One of the worst things about becoming a writer is the way it has affected my reading. Ann asked in the previous post, how we indulged ourselves. And the question bugged me all day. I *used* to indulge myself by reading. It was my greatest pleasure. (Well, up there close to the top of the list, anyway. And one of the few great pleasures you can do--and in fact, do best--by yourself. ) And it was such a guilty pleasure. There were always things that I should have been doing. It made it seem all the more like I was giving myself a treat, which made reading a real indulgence.
Then I started actively writing and found myself critiquing everything I read. That took some of the joy away. As I became a better writer, I learned not critic quite so extensively, partly because I also learned that I didn't have to finish every book I started. If I can't get into the book enough to shut the critic up, I quit reading. As I became more secure in the strength of my own writing, I felt less obligated to 'learn' something from every book I read. That also took some of the pressure off and gave a little of the pleasure back. I also gave myself permission to go back and study later--I don't have to stop in the middle of the book and examine how or what the author did so right--the books or passages that impress or blow me away, that helped bring back some of the enjoyment. But where is the indulgence? Where's that guilty sense of pampering myself, just because I settle down with a book?

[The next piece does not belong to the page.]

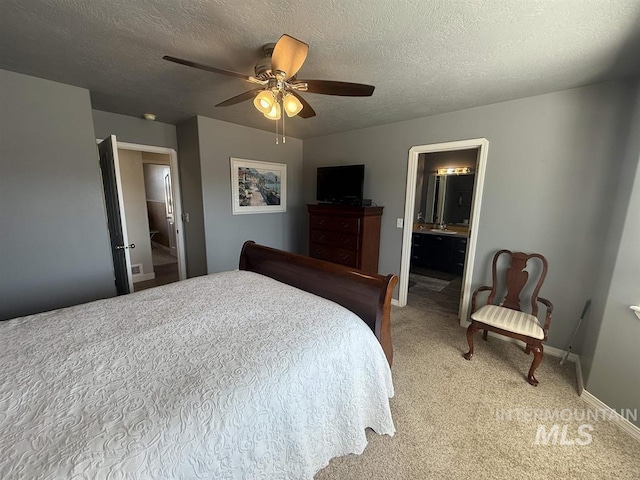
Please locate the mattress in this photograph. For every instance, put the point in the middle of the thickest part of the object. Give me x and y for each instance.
(228, 376)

Part of the problem, I'm sure, is that I read very few books, for no other reason than I want to read them. There is never enough time. My 2 B Read pile, if all stacked together, would rival Mt. Kilimanjaro. But when I start looking at the various stacks for what to read next, at least 2 dozen books seem to holler, "Hey. Me, next. You *need* to read me." There are research books, books from a publisher or market I'd like to submit to, books by friends, books to judge for some contest. In other words, books I *need* to read for some reason that has nothing to do with the pure joy of reading. That doesn't mean that I don't find books I enjoy along the way. (One of last year's RITA books was a surprising joy, especially since it was in a subgenre I don't normally care for.) It all means that reading isn't the greatly anticipated indulgence it used to be.
It isn't even as much fun to buy books. I remember when a couple of hours wandering in a bookstore brought almost as much pleasure as reading. The big challenge was not buying more than I could afford. Now, I rarely find myself buying books that don't have some 'reason' attached to them. It's like reading has become part of my job. (And I remember when that thought would have excited me sooooo much. Getting to read as part of my job? Who could ask for anything better?)
I know I can't be the only one who has felt this way. So, how do I 'fix' it? How do I bring back the passion and the joy of it? I sure hope someone has an Rx. I sorely miss the guilty pleasure.